Oleh: Yosephina Monim, Naema Olivia Yewi, Johan Fritz Meumat, Rio Akhim Kepno, Richard Sanyar, Dimi Aweida Keiyai, dan Mila Kogoya
Papua merupakan salah satu wilayah Indonesia yang dikaruniai kekayaan sumber daya alam yang melimpah. Hutan tropis yang masih perawan, keanekaragaman hayati yang unik, serta kekayaan budaya masyarakat adat menjadikan Papua sebagai kawasan strategis secara ekologis dan sosial. Namun, di tengah gencarnya pembangunan ekonomi, timbul tantangan besar: bagaimana mendorong pertumbuhan tanpa merusak lingkungan dan mengabaikan hak masyarakat adat?

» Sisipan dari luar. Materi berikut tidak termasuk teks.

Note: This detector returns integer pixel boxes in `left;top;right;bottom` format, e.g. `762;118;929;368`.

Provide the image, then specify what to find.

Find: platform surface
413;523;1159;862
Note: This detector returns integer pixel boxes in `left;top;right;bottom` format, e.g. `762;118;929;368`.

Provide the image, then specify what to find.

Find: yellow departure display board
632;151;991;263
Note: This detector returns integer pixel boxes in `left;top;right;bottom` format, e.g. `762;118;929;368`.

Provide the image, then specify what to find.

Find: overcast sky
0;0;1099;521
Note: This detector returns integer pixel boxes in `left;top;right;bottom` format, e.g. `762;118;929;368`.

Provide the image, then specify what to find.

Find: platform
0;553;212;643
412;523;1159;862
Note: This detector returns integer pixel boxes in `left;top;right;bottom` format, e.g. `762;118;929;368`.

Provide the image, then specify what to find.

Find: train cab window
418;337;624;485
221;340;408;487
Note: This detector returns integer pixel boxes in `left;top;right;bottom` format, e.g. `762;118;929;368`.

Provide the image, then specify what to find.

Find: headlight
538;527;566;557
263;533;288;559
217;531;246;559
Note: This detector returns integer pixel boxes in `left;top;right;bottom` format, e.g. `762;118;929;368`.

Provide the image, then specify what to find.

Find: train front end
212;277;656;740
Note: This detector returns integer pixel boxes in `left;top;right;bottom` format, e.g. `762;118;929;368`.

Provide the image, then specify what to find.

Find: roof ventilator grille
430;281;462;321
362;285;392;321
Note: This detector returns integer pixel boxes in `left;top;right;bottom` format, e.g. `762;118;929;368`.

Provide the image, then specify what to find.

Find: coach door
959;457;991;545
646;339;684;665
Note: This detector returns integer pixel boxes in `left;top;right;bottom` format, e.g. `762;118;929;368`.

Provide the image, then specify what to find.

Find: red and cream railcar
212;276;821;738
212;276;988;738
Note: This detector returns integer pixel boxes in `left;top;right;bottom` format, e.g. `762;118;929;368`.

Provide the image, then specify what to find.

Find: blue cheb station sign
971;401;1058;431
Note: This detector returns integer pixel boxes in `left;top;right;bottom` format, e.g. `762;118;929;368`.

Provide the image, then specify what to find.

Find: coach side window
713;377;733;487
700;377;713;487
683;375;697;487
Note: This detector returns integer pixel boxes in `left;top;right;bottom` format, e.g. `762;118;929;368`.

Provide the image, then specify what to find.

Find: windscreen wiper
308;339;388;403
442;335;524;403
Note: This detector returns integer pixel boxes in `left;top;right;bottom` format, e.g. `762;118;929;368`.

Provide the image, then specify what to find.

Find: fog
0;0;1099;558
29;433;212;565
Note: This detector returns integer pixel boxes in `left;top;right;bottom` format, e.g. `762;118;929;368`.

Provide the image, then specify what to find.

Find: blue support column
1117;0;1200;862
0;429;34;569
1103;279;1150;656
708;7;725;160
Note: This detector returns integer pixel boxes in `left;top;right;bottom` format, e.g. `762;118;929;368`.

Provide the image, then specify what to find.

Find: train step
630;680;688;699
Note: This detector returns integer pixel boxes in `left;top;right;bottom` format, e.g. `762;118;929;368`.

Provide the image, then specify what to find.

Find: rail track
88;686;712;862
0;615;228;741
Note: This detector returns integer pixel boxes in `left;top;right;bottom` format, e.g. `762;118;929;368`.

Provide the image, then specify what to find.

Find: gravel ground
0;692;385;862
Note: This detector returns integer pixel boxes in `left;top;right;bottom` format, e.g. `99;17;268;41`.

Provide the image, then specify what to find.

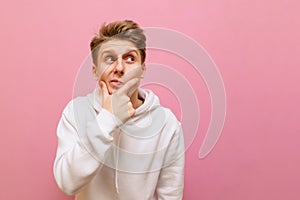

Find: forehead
98;39;138;56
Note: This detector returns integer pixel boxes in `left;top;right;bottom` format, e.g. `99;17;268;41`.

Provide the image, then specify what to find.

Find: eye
125;55;135;63
104;56;116;63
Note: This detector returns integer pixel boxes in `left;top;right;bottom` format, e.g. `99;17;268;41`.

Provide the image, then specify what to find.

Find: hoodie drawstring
114;130;121;194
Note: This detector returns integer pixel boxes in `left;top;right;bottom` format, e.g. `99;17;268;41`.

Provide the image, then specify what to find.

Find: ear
92;64;99;81
141;63;146;78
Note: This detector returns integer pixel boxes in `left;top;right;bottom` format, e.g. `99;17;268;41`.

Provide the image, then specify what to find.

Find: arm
54;103;118;195
156;125;184;200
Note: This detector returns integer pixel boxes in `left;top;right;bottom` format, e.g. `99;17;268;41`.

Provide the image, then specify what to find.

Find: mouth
110;79;123;88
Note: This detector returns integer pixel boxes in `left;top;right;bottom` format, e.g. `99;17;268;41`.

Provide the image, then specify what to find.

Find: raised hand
100;78;140;123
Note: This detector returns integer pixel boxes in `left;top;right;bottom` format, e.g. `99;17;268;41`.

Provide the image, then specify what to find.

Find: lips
110;79;123;87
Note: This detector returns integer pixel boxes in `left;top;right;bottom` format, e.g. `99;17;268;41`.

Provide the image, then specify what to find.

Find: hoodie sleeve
54;103;120;195
156;124;184;200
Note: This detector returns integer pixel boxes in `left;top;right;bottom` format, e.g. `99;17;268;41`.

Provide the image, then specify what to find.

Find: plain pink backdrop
0;0;300;200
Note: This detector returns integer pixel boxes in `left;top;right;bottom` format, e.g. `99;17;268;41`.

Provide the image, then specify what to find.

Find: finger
100;81;110;97
118;78;140;97
120;67;143;83
128;102;135;117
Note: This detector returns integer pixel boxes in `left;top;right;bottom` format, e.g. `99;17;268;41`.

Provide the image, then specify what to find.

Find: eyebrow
100;49;138;57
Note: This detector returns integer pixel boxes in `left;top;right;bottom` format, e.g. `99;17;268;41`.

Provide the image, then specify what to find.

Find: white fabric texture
54;88;184;200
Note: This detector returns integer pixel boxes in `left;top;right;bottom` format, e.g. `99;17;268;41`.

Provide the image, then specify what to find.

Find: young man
54;20;184;200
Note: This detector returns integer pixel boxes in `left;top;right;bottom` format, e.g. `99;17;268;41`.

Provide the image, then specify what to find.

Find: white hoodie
54;88;184;200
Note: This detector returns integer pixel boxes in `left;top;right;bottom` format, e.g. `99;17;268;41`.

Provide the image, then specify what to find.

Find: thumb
118;78;140;97
100;81;110;97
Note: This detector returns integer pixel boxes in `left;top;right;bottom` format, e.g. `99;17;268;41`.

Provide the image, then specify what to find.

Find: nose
114;58;125;75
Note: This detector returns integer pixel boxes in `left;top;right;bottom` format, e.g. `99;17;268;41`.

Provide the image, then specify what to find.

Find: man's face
93;39;145;94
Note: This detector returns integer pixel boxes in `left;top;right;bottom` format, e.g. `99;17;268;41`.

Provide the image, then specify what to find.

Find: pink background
0;0;300;200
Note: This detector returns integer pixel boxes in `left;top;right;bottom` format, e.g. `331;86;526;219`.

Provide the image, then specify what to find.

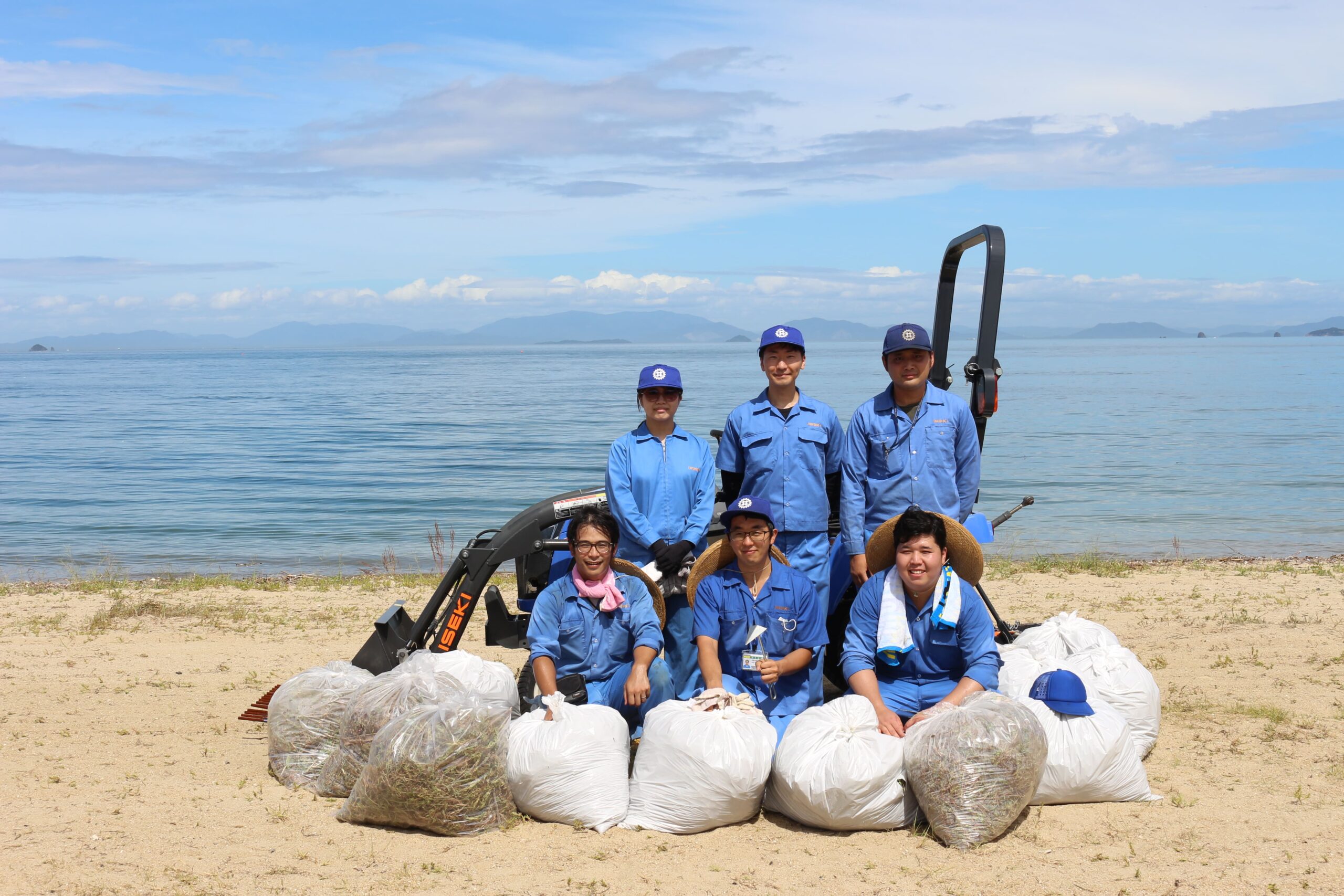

Konsep green business atau bisnis berbasis lingkungan hadir sebagai jawaban atas tantangan tersebut. Green business mengedepankan pendekatan bisnis yang tidak hanya mengejar keuntungan, melainkan juga bertanggung jawab terhadap kelestarian lingkungan dan kesejahteraan sosial. Pertanyaannya, apakah konsep ini realistis untuk diterapkan di Papua?
Potret Tantangan Regulasi di Lapangan
Upaya menerapkan green business di Papua menemui banyak kendala. Salah satu tantangan utama adalah status tanah adat yang belum terpetakan secara resmi. Hal ini sering kali menjadi akar konflik antara perusahaan dan masyarakat adat. Ketika perusahaan membuka lahan tanpa persetujuan pemilik hak ulayat, bukan hanya ruang hidup yang terancam, tetapi juga nilai-nilai budaya yang tergerus.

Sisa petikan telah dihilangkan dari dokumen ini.